While these aspects were evident to us, we were keen to know what the design community has noticed and the lessons they have learned. We speak to designer Fiona Diamond and Marnix Hoekstra to hear what we can expect to see next year and how the superyacht community, along with owners, can help the role of the designer.
Of the projects you have worked on this year, which has been the most challenging? What have you learned from it that will improve future projects and ultimately enhance an owner’s enjoyment?
“A 57m motoryacht, to be used primarily for charter, was one of the projects we undertook during this year and the challenge was to update the layout to provide guests with more recreation space, while providing the crew with enough space to run a successful charter vessel. We updated the exterior to provide substantial deck space and by moving the machinery to below the lower deck we provided much more accommodation in place of the former engine room. This clever machinery packaging enables more of the luxury interior to be enjoyed by the owner.” — Fiona Diamond, director at Seymour Diamond.
“The project that has been the most challenging for us was Casa. Our aim is to design better boats in less time, and so this project pushed us to the edge of design and technology. To translate this aim into our design we studied the contemporary architecture of Brazilian homes and combined this knowledge with two major trends from VriThink; Transparency and We are Nature. Casa harnesses the power of these global trends and sparked debate that has inspired the next generation of superyachts. Following the trend We are Nature, we designed nothing less than a Hortus aboard Casa, turning the layout of this globetrotting vessel into one of its key features. We shifted the traditional sky lounge back to create a full glass observatory. In front of that we placed the Hortus, which functions as a breezeway. Surrounded by glass bulwarks, the yacht is visually open to the surrounding environment. The Hortus can be easily cooled or heated, but better yet you can be safe with the kids in the elements and can fully enjoy the great outdoors.” — Marnix Hoekstra, director at Vripack.

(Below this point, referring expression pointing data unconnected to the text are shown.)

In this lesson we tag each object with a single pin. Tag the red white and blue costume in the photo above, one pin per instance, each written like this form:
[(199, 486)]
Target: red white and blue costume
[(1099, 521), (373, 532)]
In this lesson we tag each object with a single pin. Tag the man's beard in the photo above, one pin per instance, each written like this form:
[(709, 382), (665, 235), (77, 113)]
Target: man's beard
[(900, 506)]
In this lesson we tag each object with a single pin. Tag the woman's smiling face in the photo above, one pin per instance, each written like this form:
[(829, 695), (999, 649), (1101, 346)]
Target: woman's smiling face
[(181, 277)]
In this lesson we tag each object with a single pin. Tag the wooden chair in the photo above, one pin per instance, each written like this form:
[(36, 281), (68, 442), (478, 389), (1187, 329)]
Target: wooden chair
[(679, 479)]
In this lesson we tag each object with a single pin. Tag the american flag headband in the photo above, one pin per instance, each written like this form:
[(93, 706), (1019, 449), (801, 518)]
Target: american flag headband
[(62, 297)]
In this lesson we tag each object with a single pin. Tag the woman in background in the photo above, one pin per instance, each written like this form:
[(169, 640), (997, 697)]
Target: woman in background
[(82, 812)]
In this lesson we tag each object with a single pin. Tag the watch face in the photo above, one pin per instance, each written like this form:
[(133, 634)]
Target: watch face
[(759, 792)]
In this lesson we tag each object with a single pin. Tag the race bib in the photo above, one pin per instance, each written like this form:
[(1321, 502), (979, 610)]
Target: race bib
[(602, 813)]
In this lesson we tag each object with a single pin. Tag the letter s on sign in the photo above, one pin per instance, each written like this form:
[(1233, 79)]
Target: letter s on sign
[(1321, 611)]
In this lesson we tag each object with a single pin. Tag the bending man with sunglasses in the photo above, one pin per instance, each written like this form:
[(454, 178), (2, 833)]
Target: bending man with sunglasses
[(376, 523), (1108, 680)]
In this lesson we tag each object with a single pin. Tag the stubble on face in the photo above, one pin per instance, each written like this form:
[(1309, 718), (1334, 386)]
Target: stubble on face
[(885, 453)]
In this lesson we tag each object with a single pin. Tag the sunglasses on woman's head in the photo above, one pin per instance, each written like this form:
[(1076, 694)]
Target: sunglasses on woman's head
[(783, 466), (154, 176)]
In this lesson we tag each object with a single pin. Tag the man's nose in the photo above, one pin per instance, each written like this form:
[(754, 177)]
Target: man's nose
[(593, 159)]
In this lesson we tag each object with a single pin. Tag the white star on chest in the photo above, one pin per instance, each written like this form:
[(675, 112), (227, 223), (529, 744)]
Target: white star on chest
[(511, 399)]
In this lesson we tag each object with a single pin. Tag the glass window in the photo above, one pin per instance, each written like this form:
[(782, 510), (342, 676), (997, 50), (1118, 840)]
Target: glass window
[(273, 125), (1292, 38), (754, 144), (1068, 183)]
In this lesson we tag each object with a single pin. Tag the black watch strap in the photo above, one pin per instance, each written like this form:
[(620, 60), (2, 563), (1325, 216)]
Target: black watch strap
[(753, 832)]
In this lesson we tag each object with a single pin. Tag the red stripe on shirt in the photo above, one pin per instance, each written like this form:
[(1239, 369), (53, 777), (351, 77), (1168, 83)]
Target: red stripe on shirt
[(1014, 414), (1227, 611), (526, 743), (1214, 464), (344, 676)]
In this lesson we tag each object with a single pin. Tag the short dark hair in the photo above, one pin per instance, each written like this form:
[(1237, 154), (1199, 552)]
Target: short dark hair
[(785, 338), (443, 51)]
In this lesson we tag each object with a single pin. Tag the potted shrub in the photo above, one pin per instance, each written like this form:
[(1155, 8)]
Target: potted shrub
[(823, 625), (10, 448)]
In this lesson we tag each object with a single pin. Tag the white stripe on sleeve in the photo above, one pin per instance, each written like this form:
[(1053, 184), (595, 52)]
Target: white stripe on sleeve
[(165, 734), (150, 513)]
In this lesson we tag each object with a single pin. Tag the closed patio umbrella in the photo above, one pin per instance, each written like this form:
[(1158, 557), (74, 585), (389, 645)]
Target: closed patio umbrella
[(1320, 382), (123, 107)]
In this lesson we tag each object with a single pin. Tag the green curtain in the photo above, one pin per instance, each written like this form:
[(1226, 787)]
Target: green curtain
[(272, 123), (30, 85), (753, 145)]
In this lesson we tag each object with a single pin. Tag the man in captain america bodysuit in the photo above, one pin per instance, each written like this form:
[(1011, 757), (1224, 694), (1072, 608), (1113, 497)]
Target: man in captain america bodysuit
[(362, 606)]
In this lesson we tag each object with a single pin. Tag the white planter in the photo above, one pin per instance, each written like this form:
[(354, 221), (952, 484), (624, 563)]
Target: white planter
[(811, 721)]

What will be the biggest challenge for you going into 2015 and how can the superyacht industry and owners help you to produce the next generation of elite superyachts?
“One of the main challenges for 2015 will be managing the rapid developments in technology and incorporating ever changing equipment specifications into our luxury interiors. In answer to the second part of the question, I would encourage owners to set challenges that give designers the freedom to develop truly unique design solutions.” — Fiona Diamond, director at Seymour Diamond.
“Our biggest challenge will be the further implementation of disruptive innovations to create better boats in less time. We’re on a mission to reduce build time by 25 per cent by 2019! As a yacht design, naval architecture and engineering studio, we are involved in the entire building process. We believe our Holistic design approach will be crucial with regard to working on the cutting edge of design and technology.” — Marnix Hoekstra, director at Vripack.